Spirit of York
Spirit of York is meant to be a world class distillery for a world class city like Toronto. Vodka and gin made with ingredients found here in Ontario, most notably our spring water, are just the beginning of offerings from this fledgling distillery.
This place is bringing distilling back to the Distillery District. A while ago this used to be a space for Gooderham and Worts, but since then the only other spirit-making operation in this part of town has been the Ontario Spring Water Sake Company.
The space was designed in part by +tongtong, powerhouse designers for multiple Drake locations, Batch, Torteria San Cosme, and many other outstanding-looking spots. This distillery is no different.
The glimmering open space centres on a stunning circular bar under a hovering live wall of herbs that will be used in future cocktails.
Especially eye-catching are the chandeliers hanging above the entrance, made of Spirit of York’s custom bottles and incorporating their winding, art-deco-esque logo, which bends the letters S, O and Y into each other.
The idea here is that you are guided or guide yourself through a tour of the place, easy enough with copper info plates on the walls. Start with a look at 100% Southern Ontario rye grain, take an up-close look at part of the towers outside, and read about spring water and distilling vessels.
From there, check out the fifteen botanicals that are key to transforming their vodka into their gin, including aromatic cinnamon, dill, star anise, juniper and Cubeb pepper.
After you’ve seen how it’s all made, sample a flight ($10) of vodka, gin, and a third rotating experimental spirit, which on the day of my visit was a licorice-y, warm aquavit.

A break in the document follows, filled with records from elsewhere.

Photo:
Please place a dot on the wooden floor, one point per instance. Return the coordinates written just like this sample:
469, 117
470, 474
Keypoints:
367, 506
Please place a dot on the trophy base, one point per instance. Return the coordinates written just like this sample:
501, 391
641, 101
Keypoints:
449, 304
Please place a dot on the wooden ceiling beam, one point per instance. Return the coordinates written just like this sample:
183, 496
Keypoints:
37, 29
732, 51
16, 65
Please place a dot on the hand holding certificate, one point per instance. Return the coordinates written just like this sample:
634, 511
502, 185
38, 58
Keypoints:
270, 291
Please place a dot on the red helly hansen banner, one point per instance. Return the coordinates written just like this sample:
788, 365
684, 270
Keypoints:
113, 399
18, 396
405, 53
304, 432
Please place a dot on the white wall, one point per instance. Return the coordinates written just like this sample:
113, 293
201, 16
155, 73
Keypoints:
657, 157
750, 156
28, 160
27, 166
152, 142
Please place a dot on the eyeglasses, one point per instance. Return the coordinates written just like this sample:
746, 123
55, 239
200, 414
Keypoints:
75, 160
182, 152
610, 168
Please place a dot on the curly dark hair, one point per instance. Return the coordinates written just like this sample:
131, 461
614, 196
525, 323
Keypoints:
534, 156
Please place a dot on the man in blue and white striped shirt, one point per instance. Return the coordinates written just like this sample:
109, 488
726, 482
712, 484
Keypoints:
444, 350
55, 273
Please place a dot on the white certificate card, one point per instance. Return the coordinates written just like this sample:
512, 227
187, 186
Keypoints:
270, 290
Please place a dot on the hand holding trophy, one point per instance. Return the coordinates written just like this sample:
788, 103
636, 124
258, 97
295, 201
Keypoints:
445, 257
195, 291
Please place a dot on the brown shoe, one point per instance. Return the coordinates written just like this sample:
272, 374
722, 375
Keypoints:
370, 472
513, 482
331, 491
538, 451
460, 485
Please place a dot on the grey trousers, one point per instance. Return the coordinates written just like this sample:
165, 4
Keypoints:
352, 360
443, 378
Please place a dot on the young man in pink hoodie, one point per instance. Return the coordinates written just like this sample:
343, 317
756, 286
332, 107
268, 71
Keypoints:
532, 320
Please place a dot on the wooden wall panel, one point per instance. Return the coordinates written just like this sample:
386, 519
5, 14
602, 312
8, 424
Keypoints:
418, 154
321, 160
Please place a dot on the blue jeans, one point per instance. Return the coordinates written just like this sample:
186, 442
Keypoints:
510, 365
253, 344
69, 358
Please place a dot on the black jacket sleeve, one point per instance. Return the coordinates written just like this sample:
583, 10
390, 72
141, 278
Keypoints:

This vodka is nothing like your average Smirnoff, smoother and richer in flavour. The botanicals enriching the gin, which started out as vodka, bring out even more complexity.
Once you’ve sampled, bottles to take home ($49.95) are within arm’s reach. Though not for the first months of operation, you should be able to find these homegrown spirits at the LCBO, too.
Though what goes into the booze is powerfully Ontarian, the equipment that creates was made by fifth generation coppersmiths Carl.
Heavy gauge copper allows for heat conduction, even distillation, temperature control and pulls foul-tasting sulphurs out of the spirit.
These spirits are so smooth because they’re made from only the purest “soft hearts” of the liquid rather than “heads” or “tails,” and aerating for at least three weeks.
It’s also because the liquid is distilled just once using impressive distillation towers out back.
Why not support local spirit making if it tastes this good? You also just might learn something about what you’re drinking.